There are no legal barriers to proselytizing.
There were reports of tension and confrontations among religious groups, exacerbated by political differences, the legacy of the civil war, and the violence in neighboring Syria. The LAF and Internal Security Forces (ISF) worked together to impose order and end the clashes. Since June, there have been attacks and clashes between Sunnis and Shias. The June clashes in the southern town of Sidon between supporters of Sunni Salafist Sheikh Ahmad al-Assir and Hezbollah affiliated individuals resulted in one person killed and four others injured. In July and August car bombs rocked two areas in the Hezbollah dominated Shia stronghold in Beirut’s southern suburbs (53 were injured in July and 27 killed and 338 injured in August). Radical Sunni groups claimed responsibility for the attacks. On August 23, two bombs exploded in front of al-Taqwa and al-Salam mosques in a predominantly Sunni area of Tripoli, killing 47 and injuring 600 people. Firefights erupted in September when the Shiyah family (Sunni) shot at a Hezbollah checkpoint in Baalback, leaving two Hezbollah members dead and five others injured.
Conflict between the Alawite residents of Jabal Mohsen and the nearby Sunni district of Bab al-Tabbaneh in Tripoli continued, with clashes throughout the year.
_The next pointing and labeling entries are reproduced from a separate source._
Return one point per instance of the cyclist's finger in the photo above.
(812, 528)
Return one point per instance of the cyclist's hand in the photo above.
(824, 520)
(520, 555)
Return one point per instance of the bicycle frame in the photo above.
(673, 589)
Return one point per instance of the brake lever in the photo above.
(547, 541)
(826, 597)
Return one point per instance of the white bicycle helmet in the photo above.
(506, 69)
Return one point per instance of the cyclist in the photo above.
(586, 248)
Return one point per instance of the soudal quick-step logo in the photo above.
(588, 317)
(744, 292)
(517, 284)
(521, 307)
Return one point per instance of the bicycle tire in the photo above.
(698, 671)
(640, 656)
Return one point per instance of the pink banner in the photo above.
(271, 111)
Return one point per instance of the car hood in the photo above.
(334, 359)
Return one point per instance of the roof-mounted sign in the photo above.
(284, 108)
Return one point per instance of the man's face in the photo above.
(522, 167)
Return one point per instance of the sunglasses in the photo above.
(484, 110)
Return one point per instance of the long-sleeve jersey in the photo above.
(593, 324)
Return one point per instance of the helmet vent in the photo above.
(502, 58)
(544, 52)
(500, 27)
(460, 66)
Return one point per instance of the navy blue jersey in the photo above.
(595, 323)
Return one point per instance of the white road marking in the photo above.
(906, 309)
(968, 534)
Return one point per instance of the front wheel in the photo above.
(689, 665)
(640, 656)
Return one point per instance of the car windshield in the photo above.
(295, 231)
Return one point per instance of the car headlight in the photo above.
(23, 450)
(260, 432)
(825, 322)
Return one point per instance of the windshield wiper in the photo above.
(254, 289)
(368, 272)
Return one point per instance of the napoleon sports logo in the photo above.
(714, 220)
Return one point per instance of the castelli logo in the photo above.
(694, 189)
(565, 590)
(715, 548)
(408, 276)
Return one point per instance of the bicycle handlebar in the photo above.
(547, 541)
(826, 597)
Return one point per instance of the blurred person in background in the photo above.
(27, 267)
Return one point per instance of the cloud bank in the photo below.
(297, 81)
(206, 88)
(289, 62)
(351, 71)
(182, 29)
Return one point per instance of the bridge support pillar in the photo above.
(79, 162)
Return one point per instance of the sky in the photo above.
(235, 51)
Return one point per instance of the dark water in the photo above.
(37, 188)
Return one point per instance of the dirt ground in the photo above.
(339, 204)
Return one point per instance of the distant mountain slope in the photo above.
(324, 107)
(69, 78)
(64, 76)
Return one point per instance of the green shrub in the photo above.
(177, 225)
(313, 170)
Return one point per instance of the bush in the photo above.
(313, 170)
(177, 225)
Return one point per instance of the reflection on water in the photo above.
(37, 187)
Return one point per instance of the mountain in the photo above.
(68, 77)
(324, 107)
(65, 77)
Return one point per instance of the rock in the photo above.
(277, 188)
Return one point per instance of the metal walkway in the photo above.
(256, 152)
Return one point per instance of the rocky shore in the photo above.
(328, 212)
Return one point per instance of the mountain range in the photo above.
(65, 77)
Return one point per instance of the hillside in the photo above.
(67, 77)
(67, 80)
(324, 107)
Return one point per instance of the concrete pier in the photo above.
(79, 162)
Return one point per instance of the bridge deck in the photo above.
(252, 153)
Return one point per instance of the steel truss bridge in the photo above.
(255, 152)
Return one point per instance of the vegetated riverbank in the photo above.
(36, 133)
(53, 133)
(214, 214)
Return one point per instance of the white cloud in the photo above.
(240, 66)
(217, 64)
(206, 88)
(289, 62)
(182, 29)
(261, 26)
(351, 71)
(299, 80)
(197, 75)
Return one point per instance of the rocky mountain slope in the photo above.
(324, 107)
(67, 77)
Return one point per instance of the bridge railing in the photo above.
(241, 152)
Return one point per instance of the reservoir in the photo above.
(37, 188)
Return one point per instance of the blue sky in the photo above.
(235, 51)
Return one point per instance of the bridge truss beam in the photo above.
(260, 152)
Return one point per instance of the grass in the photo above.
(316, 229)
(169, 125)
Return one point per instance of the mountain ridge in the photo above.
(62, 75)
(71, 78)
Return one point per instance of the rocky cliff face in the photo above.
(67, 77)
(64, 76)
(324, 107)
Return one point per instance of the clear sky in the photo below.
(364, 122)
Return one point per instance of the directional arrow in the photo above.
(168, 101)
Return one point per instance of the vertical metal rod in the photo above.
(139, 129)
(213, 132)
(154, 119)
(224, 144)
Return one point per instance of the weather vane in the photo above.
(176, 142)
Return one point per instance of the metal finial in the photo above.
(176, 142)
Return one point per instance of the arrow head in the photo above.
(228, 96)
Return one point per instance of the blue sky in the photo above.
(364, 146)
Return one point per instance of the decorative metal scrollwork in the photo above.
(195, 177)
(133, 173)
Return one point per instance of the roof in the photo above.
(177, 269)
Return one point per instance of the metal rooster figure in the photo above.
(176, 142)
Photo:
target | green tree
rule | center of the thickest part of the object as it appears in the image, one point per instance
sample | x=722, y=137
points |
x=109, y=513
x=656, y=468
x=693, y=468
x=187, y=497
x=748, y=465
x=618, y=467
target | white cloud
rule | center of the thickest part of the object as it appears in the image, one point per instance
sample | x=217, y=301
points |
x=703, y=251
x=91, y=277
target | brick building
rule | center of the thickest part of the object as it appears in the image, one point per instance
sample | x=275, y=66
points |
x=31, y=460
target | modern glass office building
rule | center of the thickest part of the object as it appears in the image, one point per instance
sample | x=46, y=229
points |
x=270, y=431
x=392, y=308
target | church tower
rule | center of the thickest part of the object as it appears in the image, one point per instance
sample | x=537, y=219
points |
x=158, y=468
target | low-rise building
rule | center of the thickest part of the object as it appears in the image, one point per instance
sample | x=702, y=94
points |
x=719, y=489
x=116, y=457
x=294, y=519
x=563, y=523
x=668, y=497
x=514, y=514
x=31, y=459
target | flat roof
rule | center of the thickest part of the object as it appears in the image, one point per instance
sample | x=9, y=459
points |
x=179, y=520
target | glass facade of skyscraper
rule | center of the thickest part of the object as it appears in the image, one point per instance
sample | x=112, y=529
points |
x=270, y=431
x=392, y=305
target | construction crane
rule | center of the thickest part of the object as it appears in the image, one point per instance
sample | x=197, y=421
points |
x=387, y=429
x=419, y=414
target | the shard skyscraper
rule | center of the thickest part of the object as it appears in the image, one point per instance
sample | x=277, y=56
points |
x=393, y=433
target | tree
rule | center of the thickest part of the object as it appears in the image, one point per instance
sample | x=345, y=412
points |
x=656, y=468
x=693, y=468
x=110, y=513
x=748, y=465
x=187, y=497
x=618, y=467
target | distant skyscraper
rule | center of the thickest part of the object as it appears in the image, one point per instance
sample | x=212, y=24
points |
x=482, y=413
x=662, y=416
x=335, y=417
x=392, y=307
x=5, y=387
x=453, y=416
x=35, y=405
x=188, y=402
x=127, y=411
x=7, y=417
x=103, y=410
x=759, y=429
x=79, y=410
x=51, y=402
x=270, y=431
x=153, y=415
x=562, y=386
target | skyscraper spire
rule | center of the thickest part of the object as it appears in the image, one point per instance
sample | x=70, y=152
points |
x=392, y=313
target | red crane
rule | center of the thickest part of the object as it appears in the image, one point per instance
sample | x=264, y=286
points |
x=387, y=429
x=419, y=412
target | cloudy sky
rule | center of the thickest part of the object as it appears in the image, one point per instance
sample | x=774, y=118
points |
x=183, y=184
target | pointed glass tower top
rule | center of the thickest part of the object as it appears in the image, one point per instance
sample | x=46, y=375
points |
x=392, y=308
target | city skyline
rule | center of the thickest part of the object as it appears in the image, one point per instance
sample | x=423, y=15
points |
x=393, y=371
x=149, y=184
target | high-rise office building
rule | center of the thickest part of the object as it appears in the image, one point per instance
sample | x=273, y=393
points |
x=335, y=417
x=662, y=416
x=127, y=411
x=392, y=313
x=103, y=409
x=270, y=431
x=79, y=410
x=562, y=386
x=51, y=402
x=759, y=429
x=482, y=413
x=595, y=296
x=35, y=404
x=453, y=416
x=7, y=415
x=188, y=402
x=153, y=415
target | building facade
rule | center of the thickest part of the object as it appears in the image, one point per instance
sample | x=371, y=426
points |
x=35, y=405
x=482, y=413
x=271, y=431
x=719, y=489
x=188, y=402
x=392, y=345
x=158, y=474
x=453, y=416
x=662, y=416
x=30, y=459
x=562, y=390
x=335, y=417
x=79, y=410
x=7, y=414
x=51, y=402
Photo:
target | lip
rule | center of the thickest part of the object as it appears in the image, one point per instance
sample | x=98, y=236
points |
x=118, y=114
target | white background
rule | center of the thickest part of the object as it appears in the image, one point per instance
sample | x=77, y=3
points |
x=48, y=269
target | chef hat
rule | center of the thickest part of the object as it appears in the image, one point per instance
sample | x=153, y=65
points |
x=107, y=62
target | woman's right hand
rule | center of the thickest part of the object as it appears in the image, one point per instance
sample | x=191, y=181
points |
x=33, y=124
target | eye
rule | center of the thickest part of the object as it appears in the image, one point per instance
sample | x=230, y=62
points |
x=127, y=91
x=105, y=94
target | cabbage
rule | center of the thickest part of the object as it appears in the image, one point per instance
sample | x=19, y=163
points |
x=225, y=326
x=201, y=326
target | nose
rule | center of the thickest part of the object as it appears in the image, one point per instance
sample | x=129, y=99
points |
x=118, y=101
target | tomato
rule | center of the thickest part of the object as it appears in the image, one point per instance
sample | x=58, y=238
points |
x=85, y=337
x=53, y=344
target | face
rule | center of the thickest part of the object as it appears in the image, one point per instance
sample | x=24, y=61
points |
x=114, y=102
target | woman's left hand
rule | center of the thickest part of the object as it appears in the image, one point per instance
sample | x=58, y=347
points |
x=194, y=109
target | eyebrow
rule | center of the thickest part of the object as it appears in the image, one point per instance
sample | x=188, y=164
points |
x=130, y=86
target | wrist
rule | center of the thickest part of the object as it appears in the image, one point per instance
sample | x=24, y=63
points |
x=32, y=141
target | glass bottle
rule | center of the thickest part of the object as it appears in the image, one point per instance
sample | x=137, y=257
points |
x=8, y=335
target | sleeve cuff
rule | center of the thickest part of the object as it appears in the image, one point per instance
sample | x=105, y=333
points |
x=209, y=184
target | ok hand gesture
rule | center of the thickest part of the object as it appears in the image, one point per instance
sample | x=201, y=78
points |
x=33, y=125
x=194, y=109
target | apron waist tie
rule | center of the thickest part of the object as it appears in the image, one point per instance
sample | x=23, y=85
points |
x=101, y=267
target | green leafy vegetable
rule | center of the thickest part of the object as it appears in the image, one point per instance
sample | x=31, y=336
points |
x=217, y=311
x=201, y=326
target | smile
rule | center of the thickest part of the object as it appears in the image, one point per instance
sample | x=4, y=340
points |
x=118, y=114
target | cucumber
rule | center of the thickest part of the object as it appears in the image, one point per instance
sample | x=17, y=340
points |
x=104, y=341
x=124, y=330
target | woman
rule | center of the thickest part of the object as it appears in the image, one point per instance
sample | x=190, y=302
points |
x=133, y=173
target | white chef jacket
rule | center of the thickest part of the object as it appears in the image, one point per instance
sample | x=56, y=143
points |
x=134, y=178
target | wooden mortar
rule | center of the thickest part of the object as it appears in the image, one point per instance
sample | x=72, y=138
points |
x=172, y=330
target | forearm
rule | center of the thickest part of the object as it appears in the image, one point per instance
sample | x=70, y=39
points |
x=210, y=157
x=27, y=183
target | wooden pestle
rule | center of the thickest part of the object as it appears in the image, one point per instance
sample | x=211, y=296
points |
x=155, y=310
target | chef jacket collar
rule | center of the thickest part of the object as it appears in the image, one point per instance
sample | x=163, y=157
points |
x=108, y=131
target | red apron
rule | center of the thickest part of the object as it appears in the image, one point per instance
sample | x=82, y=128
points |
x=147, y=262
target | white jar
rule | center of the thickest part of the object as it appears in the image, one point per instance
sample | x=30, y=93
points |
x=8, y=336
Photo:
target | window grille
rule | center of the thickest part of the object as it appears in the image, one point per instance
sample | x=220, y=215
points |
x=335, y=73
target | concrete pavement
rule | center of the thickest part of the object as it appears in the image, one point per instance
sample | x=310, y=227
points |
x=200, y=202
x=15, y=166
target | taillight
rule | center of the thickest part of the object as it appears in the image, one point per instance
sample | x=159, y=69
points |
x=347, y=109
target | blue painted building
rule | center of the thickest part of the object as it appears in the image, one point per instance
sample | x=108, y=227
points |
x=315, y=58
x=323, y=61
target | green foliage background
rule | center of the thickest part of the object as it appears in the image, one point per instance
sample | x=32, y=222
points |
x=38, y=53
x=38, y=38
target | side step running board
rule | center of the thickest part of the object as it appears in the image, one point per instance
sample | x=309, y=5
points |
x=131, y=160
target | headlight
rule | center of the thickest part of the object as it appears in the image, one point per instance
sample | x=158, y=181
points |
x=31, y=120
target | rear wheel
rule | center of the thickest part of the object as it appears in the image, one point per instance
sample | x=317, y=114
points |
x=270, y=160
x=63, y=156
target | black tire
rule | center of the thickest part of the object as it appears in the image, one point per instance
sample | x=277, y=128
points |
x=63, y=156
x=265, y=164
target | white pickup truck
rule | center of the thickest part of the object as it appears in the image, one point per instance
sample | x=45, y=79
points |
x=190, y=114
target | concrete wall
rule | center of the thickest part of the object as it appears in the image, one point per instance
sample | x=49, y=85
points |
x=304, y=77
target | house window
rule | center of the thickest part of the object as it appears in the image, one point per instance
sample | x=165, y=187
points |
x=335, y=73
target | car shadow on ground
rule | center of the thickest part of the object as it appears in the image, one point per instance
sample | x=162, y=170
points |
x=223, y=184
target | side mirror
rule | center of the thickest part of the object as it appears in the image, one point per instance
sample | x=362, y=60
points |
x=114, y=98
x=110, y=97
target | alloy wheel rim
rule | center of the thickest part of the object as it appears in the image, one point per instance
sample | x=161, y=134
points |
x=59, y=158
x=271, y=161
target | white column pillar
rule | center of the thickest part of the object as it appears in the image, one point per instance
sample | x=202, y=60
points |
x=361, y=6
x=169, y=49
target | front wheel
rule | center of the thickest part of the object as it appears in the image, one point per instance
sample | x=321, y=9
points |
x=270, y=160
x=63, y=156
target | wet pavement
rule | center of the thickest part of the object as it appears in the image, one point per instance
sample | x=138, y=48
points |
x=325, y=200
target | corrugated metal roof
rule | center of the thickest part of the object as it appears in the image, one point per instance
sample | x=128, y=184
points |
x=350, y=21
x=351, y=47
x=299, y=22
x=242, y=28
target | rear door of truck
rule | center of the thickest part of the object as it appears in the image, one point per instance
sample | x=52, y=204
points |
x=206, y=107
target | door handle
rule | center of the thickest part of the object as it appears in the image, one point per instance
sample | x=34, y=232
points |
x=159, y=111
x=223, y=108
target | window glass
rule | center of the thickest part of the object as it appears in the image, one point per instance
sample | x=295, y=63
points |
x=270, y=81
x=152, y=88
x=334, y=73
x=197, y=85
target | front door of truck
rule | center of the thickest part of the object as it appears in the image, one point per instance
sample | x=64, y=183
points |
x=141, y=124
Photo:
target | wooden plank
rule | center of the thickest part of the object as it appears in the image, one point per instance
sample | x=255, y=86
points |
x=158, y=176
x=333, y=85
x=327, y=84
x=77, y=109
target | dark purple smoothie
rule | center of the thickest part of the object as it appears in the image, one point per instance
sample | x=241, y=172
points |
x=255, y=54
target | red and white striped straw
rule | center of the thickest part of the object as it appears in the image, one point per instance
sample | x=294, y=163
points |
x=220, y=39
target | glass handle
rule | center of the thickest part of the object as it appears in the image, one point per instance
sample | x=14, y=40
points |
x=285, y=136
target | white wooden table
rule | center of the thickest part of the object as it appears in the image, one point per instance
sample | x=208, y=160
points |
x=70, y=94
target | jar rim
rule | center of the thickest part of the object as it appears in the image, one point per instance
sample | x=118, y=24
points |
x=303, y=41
In October nighttime firebomb attacks destroyed Christian- and Alawite-owned businesses in the Zahrieh neighborhood of Tripoli. In November a Lebanese Sunni Muslim cleric whose group was allied to Syria’s government was killed in Tripoli. The cleric, Saad al-Din Ghiyyeh, was shot in his car by masked gunmen on a motorcycle. Soldiers were deployed to the area to prevent further violence in the city.
Religious leaders from the major denominations met regularly to discuss issues of common concern and call for increased mutual respect. For example, Lebanon’s National Committee for Muslim-Christian Dialogue, headed by Secretary-General Dr. Mohammad Sammak, regularly brought together religious leaders to address problems in their communities and attempt to quell conflict between sects.
Section IV. U.S. Government Policy
The Ambassador and embassy officials discussed religious freedom and the importance of peaceful coexistence and mutual respect with government officials, religious leaders, and members of civil society. The embassy advanced this goal through contacts at all levels of society, public remarks, and embassy public diplomacy programs. These included two sports programs to foster conflict resolution among youth from different religious backgrounds and an arts program promoting religious tolerance through interaction of youth from different religious backgrounds.
The Ambassador and embassy staff emphasized the need for religious freedom and respect for diversity in public outreach efforts, for example, by hosting an iftar that brought together a cross-sectarian number of religious leaders to underscore the importance of religious diversity. In the context of the Arab Spring, through its contacts with religious and political leaders and through public outreach programs, the embassy emphasized the principle that governments must protect the universal human rights of citizens of all communities and faiths. The Ambassador and embassy officers also worked with local religious and community leaders to insulate the country from sectarian tensions spilling over from the violence in Syria. In conflict-ridden Tripoli, for example, USAID implemented programs focused on cross-sectarian reconciliation and economic development projects at the grass roots level.